Half of breast cancer deaths occur before age 50, according to an American study. Should we open organized screening to this age group?
Extending mammography to women under 50? The question arises again. Breast cancer hits younger women the hardest. Half of breast cancer deaths have occurred in women under the age of 50, according to a study by researchers at Harvard University in Boston. They looked at the fate of 7,300 women diagnosed with invasive cancer between 1990 and 1999 in two Boston hospitals. 1,700 women died, 609 of them from breast cancer. And among these women who died of cancer, 65% had never had a mammogram before the diagnosis. Other information: The median age at diagnosis was 49 for women who died of breast cancer, while for those who died of another cause, the median age at diagnosis was 72.
Mortality could drop below 10%
“The biological nature of breast cancer in younger women is more aggressive, while cancers in older women tend to be less virulent,” said Professor Blake Cady, of Harvard University and co-author of the study. This suggests that less frequent screening in older women but more frequent in this population could be more biologically justified and more cost-effective ”.
Upon the announcement of these results, the chair of the American Society of Radiology Breast Cancer Imaging Committee, Dr. Barbara Monsees said that “women 40-49 should benefit from annual screening. “
The study suggests that breast cancer mortality could drop below 10% over the next ten years with more frequent screening, especially in young women, and possibly below 5%. by 2030.

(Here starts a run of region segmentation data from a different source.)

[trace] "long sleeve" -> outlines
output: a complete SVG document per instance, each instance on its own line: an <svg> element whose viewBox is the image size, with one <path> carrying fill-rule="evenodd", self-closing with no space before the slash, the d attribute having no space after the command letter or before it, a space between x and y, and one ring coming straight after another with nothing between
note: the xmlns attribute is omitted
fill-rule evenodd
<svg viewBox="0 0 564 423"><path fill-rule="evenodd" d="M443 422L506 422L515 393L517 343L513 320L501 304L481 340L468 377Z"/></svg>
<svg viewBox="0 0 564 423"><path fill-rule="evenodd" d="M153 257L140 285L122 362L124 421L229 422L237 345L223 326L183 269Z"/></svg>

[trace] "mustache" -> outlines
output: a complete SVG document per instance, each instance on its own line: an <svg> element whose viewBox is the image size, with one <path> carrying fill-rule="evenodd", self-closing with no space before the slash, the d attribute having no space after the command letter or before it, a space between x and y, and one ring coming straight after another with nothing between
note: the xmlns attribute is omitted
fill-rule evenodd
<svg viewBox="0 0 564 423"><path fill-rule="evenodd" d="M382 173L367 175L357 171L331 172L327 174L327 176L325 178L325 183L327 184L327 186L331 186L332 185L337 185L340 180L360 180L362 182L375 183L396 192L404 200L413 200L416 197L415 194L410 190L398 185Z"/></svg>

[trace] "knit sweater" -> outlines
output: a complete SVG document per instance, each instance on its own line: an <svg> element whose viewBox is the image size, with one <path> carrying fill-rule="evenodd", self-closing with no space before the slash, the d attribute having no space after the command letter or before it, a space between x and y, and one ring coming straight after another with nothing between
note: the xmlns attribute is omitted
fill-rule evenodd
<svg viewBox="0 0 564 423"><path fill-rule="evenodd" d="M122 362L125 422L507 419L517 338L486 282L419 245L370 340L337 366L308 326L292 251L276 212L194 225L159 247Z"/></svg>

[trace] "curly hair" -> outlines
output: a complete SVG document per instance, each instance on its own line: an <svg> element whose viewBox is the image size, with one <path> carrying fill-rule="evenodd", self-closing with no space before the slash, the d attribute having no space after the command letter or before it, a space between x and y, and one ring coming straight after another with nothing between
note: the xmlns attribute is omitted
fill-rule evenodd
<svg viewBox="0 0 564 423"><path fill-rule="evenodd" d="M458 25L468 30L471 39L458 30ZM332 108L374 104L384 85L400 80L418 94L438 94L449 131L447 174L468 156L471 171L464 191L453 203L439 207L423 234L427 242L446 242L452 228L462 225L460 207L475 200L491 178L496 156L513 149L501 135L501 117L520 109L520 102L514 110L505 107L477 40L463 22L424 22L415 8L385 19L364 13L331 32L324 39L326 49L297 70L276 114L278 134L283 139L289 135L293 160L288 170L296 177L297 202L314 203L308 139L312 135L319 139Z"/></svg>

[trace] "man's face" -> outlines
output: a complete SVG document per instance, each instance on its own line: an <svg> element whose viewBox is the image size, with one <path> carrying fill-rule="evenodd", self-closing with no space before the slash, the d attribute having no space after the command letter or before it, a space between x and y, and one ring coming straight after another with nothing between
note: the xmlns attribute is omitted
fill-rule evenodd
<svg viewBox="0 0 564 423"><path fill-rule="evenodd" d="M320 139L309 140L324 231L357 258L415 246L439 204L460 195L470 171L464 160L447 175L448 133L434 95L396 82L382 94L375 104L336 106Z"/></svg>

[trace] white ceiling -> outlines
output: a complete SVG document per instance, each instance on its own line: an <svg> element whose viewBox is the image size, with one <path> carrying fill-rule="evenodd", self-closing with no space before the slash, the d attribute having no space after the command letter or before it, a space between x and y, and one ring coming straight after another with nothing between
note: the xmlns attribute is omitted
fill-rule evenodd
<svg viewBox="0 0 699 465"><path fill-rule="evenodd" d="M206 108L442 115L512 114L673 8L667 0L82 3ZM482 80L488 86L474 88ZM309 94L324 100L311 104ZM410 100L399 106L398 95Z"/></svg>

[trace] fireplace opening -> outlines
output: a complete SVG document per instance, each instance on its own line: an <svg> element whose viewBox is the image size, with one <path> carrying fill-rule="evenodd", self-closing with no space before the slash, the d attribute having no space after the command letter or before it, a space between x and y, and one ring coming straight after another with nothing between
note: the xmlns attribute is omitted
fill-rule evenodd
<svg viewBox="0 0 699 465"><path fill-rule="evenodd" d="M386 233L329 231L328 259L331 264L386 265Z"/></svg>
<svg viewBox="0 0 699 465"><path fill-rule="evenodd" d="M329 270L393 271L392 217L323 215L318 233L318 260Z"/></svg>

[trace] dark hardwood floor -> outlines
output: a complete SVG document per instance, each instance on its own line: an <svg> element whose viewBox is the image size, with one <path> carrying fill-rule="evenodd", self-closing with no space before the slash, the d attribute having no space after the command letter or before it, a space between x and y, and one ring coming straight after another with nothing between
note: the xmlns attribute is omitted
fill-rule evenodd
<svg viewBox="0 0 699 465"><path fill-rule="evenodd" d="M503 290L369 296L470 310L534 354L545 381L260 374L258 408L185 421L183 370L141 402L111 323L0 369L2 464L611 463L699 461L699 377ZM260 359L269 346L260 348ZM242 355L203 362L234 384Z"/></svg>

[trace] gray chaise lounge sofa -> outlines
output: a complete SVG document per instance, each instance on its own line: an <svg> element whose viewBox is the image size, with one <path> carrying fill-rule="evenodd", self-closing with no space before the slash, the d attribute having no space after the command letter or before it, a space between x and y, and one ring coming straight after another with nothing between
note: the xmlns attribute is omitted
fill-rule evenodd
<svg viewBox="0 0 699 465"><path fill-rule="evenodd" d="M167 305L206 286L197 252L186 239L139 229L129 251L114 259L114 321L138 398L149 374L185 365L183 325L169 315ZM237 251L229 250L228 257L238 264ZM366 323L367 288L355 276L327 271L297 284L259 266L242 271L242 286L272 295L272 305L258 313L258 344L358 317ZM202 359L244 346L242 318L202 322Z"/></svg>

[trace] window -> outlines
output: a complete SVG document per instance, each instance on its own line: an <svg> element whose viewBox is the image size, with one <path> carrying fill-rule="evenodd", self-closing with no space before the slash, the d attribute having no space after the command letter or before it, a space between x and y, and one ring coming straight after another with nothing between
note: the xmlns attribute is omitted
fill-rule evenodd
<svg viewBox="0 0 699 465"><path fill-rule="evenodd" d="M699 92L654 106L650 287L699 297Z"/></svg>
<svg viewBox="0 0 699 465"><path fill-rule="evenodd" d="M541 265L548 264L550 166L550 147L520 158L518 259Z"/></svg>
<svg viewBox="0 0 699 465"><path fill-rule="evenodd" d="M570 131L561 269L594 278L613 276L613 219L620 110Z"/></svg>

Overdiagnosis, the main pitfall of organized screening
However, one of the drawbacks of organized screening is overdiagnosis, that is to say the detection of small cancerous tumors, such as “in situ” cancers, which do not always progress to disease. This sometimes leads to unnecessary treatments, some of which have serious consequences (breast removal, radiotherapy, chemotherapy). The number of overdiagnoses is very difficult to assess. The rate would be 5% to 10%, according to the National Cancer Institute (INCa). But according to several studies, it would climb to 40%.
Three weeks before the launch of Pink October, the campaign that encourages women aged 50 to 74 to participate in organized screening, the American study will certainly revive the debates around these questions of benefits / risks.